I recently had an interchange with a friend of mine who is enrolled in an online degree program with a university in another state – not one of the private for-profit diploma mills, but a public institution with a decent reputation, for which distance learning is a sideline. She had become frustrated with trying to work on a cooperative project with a group of students scattered over three states, with an instructor in yet another location who was not giving clear guidelines. I offered to help her, since the subject matter, writing research proposals and reports in the sciences, was something in which I have considerable experience.
Although it was a writing class, the instructor, whose degree was in English, had asked the students to actually carry out a research project and had rejected a submitted proposal on the grounds that the design was scientifically invalid. Based on my friend’s description, the proposal was a poor one from a scientific perspective, but the instructor’s specific objection was also invalid. That the proposal was weak is hardly surprising. The absurdity of expecting an arbitrary team of six people in several different disciplines, without any budget, to come up with a feasible scientifically rigorous research project in two weeks’ time, and then conduct the research, and write up the results in the space of a term, is astounding. An instructor’s presuming to evaluate a proposal submitted as a writing exercise, in a writing course, on any criteria other than the quality of the writing and its adherence to the conventions of the particular form, is extremely poor pedagogy.
I told my friend that if I were teaching a course in research proposal and report writing, I would give the students a set of unorganized notes and references from a real research project, in their discipline, so that they and I could concentrate on the writing skills. She continued with a list of other complaints about online instructors in the same program. The writing instructor’s shortcomings were by no means the worst. She asked me why I did not apply to be an instructor for that particular university, since I have the ability, experience and credentials to do college-level teaching, and it was painfully obvious that the people they were hiring were not doing a very good job.
I replied that I had looked into being a distance learning instructor, but that the pay and working conditions were such that I was unwilling to pursue this option, even though I love to teach and am retired, so that a part-time, intermittent job with a mediocre pay scale is at least possible.

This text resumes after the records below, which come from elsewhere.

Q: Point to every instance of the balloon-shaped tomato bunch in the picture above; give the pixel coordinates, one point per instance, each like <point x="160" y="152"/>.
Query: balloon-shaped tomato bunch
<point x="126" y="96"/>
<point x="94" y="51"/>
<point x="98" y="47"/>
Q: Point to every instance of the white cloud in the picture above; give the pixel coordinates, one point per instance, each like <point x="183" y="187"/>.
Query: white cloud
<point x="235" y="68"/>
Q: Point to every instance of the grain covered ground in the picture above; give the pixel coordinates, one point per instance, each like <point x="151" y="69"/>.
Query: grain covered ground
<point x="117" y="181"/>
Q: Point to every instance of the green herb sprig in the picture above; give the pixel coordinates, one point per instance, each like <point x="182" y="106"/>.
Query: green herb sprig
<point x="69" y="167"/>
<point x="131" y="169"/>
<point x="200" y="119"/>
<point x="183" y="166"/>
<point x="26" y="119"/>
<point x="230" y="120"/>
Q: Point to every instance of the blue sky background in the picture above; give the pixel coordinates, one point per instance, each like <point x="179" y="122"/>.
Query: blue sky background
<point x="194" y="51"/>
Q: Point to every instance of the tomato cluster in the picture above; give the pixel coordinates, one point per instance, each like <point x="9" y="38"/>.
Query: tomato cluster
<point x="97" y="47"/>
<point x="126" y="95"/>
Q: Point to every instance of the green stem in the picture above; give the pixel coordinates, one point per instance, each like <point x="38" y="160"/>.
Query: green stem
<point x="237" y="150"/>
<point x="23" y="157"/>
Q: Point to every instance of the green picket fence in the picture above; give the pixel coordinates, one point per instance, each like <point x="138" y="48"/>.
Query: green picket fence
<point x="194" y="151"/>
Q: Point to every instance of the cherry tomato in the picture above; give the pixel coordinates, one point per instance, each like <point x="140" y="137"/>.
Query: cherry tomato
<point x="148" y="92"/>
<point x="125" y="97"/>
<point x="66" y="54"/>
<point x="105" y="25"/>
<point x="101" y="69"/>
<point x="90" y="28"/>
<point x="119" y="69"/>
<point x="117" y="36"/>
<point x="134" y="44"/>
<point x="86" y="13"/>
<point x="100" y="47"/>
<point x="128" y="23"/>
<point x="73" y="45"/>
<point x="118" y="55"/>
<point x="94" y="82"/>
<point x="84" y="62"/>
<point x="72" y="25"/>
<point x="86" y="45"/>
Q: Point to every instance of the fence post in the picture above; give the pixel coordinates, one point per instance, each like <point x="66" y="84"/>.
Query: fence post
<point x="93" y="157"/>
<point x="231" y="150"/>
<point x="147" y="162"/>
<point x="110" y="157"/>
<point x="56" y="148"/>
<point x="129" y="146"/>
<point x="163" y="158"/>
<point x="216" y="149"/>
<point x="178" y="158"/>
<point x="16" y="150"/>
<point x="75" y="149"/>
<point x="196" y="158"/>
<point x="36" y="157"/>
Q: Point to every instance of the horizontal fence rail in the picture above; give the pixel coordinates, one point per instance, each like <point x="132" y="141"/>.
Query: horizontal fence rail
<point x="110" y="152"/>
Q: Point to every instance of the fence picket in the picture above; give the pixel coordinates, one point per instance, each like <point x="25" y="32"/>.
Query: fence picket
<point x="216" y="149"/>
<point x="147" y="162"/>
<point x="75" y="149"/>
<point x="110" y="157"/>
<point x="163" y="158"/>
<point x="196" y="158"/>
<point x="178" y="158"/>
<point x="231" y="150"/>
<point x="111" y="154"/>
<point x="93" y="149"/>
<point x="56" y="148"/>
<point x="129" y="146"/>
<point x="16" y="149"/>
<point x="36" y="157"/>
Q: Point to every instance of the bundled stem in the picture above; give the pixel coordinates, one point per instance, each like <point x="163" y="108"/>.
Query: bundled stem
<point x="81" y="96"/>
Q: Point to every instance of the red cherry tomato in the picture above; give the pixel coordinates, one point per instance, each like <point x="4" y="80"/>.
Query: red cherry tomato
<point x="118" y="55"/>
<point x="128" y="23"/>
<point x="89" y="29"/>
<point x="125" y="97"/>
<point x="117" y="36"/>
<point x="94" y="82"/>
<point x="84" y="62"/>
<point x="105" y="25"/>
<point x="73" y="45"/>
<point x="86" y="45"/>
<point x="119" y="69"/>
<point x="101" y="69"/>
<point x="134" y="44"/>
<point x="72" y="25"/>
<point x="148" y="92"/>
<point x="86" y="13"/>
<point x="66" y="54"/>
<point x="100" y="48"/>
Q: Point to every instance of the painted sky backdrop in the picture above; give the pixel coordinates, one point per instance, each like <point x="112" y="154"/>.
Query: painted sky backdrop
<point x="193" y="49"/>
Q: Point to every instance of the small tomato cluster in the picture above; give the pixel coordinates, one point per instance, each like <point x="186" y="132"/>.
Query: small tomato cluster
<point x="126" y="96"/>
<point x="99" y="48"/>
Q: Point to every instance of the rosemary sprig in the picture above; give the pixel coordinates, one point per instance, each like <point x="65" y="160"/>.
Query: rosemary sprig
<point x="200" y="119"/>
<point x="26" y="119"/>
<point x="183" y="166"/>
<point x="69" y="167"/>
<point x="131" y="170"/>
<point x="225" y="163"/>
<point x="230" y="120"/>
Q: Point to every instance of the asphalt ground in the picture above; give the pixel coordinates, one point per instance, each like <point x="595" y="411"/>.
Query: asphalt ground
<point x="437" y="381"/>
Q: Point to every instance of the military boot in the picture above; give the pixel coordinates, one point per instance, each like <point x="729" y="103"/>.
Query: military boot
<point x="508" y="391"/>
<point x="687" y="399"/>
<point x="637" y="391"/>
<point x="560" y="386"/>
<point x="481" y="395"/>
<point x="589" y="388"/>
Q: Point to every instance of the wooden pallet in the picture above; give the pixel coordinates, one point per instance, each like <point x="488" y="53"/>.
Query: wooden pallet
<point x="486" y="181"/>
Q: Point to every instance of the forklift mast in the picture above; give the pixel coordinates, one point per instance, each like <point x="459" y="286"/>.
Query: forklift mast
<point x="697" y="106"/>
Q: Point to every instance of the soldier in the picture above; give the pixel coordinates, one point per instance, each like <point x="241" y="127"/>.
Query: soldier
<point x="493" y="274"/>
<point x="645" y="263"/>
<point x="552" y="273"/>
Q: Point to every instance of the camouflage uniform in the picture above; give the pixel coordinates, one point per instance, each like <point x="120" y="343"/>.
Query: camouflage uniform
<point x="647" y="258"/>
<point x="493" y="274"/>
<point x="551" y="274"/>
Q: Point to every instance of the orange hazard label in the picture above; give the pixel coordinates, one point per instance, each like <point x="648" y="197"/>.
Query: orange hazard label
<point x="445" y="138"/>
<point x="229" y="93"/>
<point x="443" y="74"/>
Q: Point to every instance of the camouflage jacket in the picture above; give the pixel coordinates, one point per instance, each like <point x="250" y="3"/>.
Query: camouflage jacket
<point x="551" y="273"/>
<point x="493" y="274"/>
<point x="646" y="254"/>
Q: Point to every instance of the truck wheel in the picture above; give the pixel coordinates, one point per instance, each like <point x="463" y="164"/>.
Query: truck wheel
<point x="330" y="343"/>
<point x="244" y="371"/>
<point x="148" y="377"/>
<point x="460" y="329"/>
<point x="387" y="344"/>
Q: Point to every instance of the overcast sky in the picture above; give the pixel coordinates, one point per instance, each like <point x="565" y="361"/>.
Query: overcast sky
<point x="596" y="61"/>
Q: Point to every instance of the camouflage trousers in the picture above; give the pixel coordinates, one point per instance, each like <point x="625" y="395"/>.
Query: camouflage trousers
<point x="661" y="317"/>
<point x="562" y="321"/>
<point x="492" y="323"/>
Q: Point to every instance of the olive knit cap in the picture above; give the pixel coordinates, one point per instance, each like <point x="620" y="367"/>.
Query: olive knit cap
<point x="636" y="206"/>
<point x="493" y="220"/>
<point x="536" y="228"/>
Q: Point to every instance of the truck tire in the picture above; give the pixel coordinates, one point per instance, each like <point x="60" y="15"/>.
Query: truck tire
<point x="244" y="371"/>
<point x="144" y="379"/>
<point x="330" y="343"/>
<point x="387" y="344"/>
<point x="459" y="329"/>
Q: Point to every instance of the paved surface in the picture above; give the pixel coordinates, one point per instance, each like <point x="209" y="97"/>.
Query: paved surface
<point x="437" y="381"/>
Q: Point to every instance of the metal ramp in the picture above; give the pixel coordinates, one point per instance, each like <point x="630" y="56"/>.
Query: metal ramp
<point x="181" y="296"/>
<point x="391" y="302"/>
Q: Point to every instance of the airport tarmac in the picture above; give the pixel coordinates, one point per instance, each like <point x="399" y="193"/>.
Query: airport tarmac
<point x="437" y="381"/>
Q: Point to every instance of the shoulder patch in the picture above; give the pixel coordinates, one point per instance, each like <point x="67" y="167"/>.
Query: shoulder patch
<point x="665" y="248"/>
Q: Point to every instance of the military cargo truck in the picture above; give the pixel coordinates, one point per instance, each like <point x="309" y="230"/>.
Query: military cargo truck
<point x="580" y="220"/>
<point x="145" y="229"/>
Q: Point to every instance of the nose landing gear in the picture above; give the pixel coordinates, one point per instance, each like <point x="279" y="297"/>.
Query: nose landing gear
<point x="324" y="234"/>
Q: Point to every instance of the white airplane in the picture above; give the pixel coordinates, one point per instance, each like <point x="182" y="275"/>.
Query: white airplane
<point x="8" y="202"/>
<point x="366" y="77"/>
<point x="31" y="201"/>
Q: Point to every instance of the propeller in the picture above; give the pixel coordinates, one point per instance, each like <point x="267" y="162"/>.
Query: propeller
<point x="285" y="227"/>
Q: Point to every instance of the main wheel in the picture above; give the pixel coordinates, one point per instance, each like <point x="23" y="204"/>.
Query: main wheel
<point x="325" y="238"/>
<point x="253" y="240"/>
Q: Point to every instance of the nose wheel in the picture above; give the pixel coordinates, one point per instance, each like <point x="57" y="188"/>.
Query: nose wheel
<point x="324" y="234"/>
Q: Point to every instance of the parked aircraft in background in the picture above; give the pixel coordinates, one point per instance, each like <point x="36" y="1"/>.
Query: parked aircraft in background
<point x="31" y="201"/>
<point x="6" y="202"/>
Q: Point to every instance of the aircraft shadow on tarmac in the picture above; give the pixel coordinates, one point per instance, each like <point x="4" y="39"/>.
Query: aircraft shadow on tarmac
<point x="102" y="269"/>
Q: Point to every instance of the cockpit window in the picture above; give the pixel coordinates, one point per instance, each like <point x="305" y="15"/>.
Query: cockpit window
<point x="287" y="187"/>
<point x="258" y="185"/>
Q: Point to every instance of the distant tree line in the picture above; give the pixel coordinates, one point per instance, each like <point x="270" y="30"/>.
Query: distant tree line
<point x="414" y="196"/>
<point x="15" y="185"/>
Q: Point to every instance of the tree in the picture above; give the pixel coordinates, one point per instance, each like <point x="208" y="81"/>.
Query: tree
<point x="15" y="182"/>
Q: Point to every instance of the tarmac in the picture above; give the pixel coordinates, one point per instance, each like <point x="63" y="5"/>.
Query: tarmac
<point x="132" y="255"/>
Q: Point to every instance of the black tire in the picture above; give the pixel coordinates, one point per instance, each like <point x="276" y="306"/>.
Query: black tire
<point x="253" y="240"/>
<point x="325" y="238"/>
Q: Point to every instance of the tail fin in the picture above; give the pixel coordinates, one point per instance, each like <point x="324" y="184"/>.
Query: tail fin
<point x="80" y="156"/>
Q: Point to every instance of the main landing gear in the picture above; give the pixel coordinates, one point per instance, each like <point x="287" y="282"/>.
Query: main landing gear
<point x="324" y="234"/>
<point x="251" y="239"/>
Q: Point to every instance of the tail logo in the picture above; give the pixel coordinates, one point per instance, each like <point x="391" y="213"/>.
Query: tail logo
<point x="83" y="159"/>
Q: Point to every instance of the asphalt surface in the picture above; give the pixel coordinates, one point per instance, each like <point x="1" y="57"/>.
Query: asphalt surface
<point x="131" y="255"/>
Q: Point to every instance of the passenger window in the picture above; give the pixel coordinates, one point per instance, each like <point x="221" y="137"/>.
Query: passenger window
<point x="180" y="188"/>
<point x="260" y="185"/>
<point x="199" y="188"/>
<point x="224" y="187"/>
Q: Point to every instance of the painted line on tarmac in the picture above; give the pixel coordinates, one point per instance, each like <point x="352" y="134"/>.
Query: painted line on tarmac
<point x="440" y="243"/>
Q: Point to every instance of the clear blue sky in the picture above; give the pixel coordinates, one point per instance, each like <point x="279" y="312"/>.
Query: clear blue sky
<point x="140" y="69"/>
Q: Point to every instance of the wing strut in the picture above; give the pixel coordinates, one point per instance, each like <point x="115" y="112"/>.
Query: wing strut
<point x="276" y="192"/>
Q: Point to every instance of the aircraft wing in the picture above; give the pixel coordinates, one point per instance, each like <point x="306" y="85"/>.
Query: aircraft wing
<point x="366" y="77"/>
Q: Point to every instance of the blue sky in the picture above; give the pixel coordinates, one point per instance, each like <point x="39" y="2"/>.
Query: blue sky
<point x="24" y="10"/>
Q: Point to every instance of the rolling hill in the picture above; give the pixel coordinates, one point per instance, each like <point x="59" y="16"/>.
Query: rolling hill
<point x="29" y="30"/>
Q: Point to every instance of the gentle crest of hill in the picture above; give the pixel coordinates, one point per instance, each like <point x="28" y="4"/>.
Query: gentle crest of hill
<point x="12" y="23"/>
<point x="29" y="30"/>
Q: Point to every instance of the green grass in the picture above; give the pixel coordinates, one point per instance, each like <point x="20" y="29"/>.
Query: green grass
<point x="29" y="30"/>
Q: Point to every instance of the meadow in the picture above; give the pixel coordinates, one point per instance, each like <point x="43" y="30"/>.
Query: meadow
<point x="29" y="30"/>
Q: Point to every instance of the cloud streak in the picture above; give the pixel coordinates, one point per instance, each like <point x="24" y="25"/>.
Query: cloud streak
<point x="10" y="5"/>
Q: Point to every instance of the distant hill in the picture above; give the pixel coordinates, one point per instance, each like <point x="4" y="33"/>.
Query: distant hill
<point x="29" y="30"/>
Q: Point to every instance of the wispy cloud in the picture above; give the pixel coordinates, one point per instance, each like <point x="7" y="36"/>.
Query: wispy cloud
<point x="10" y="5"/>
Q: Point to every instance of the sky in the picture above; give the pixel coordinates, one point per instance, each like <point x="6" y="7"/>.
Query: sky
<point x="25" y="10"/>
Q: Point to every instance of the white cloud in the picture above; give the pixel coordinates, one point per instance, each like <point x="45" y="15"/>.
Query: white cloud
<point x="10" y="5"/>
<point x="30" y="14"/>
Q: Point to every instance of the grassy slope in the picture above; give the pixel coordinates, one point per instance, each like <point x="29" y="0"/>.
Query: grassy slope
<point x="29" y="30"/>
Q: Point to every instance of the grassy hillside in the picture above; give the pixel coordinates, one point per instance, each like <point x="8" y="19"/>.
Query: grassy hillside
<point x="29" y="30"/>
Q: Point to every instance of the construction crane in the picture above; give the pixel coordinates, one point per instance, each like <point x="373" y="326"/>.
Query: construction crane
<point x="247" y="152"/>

Distance learning instructor contracts typically pay a flat rate per class, or perhaps per student, and allow an unrealistically small amount of time for preparation of class materials and evaluating student work. There is no compensation at all for the background continuing knowledge acquisition that is such an important part of university education. A person who tries to be conscientious quickly burns out, leaving a faculty composed of cynical veterans who cut corners, knowingly providing substandard education, and newcomers who may be sincere and knowledgeable about their fields but lack experience and receive little guidance from an overworked supervisor in another state.
The distance learning instructor pays most work-related expenses that regular faculty expect a university to cover, including maintaining a home office. Not being physically located near the campus that employs her, she misses out on the intellectual and social opportunities that to some extent compensate low-level and part-time faculty for poor pay and long uncompensated hours.
I have a doctorate in biology, and one of my great disappointments in my life is never having secured a teaching or research position in my field. As a person with a strong desire to impart the knowledge I received, which I believe is of value to future generations, I might nonetheless be willing to endure this level of exploitation, if it meant better access for students of limited means. At one time this may have been the case, but increasingly, even for reputable institutions, distance learning classes have become a low cost way for universities to capture grant, scholarship and student loan money and use it to balance their bottom line in other areas. This is notoriously true in for-profit operations like the University of Phoenix, but reputable nonprofits and public universities are jumping on the bandwagon, to the detriment of students, instructors, the taxpaying public, and the growth of human knowledge.